В кабинете никто не отвечал. Наверное, Игорь сейчас устраивает этой фифочке экскурсию по всей прокуратуре.

— Простите, а у вас нет ее фотографии? — спросила Клава уже в прихожей.

— Фотографии? Есть, конечно. Сейчас принесу. — Света убежала в комнату и через несколько минут вернулась с пачкой снимков. — Вот, тут много. Выбирайте, какая больше подойдет.

— А какая самая последняя? — спросила Дежкина, разглядывая разные снимки, на которых была маленького роста худенькая старушка с короткими седыми волосами и маленькими светлыми глазками.

— Вот эта. — Света вынула одну из фотографий. — Но эта, наверное, не подойдет. Ее тут плохо видно.

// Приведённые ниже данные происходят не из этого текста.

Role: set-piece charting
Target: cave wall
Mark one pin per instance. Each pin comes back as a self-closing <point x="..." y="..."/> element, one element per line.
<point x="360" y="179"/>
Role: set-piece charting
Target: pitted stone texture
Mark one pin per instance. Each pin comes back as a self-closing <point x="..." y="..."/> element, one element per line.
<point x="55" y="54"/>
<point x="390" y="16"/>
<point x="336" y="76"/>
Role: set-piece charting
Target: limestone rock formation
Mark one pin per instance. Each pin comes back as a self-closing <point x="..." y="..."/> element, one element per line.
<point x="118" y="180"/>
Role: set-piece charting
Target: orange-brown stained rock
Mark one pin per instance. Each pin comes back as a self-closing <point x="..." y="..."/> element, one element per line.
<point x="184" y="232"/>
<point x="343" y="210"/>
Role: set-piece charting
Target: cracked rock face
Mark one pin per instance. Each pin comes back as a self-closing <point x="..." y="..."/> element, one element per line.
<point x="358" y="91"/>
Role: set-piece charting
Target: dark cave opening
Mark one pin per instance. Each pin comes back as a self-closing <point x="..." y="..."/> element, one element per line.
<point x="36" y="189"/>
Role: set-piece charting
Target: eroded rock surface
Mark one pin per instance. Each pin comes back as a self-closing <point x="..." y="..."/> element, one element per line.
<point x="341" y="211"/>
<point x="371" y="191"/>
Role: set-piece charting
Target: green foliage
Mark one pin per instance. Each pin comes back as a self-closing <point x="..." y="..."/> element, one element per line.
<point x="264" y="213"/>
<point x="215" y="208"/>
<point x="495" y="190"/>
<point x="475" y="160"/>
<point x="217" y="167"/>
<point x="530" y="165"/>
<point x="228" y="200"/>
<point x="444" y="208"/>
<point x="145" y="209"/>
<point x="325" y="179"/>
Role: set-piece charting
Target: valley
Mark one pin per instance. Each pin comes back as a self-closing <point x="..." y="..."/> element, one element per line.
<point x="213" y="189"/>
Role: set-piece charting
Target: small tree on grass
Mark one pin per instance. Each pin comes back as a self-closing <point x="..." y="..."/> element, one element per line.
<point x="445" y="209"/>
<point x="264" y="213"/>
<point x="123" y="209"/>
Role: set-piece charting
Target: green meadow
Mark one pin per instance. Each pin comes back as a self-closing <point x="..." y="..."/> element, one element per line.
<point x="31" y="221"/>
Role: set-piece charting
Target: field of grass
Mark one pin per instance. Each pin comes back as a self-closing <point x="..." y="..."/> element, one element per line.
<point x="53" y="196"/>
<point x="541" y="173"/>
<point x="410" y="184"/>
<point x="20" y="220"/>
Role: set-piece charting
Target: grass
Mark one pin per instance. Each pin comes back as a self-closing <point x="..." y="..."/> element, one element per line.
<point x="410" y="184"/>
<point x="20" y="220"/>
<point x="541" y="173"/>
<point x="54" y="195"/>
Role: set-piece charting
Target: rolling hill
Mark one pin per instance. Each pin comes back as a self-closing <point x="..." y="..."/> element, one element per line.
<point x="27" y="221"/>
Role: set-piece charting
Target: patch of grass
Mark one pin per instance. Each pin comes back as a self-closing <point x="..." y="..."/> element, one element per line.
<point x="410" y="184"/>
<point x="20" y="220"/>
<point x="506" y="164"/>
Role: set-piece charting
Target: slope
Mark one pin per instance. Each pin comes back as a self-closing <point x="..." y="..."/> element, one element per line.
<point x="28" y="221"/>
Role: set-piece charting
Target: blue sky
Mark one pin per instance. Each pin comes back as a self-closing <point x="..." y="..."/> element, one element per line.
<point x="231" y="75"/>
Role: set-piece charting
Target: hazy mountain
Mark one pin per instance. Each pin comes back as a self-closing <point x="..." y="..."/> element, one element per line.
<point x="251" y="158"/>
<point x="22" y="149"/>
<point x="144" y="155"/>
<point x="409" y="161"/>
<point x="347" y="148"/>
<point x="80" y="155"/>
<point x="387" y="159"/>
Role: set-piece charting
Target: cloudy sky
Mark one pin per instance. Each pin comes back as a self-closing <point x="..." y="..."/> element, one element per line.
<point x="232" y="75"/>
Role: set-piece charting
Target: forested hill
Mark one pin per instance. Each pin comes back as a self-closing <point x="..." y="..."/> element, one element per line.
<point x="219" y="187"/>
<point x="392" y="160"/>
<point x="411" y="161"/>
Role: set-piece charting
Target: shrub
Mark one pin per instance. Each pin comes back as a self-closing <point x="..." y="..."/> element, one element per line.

На этой фотографии старушка была в компании Светы, какого-то мужчины лет сорока, наверное, Антона, и еще двух женщин.

— Это мы на дне рождения тети Вали, Антошкиной тетки, три года назад.

— Да, эта вряд ли подойдет. — Клавдия выбрала другой снимок, на котором старушка была одна. — А этот очень давний?

— Десять лет, — ответила Света. — Или девять. Да, девять.

— Сильно изменилась?

— Ну похудела немного. И волос поменьше. А в остальном не очень.

— Во что одета?

— В каком смысле? — Света от волнения даже не поняла вопроса.

— В самом прямом. Во что она была одета, когда ушла из квартиры?

— Как всегда. — Света пожала плечами. — В пальто бежевое с цигейковым воротником, сапоги черные, «прощай молодость». Знаете такие?

Дежкина кивнула.

— Платок у нее на голове был серый, пуховый такой, как цыгане носят. Ну и все, пожалуй.

— Вот и отлично. — Клавдия сунула фотографию в карман. — Постараемся что-нибудь сделать.

Да что она могла сделать? Ну, позвонит в милицию, попросит поискать, проверить больницы и, увы, морги.


14.45

— …Не возьму я его, и не надо меня пугать. Вези в десятку, в четвертый вези. Да хоть к себе домой вези — мне какое дело? Не возьму и все.

Дюжий санитар загородил проход в морг и не пропускал Юрку с Коляном, как те ни старались.

— Да че мы с ним тут возимся? — Колян поставил носилки со жмуриком на землю. — Бросим его тут, и пусть сами разбираются.

— Ну и бросай, мне-то что? — Дежурный засмеялся. — Акта я вам все равно не выпишу. Пусть валяется. С вас же потом шкуру спустят, а не с меня.

— Ну давай я тебе спирту отолью. — Колян зло смотрел на дядьку в проходе. — Ну чего нам ее, мариновать?

— Да хоть солить. — Дядька пожал плечами и сплюнул. — Сказано же — не возьму. И не надо мне вашего шила, у меня своего — канистра. Да пойми ты — мне главный тыкву открутит, если я возьму. У нас этих неопознанных знаешь сколько? По восемь месяцев лежат. У нас перегрузка, блин, триста процентов, потечет все скоро.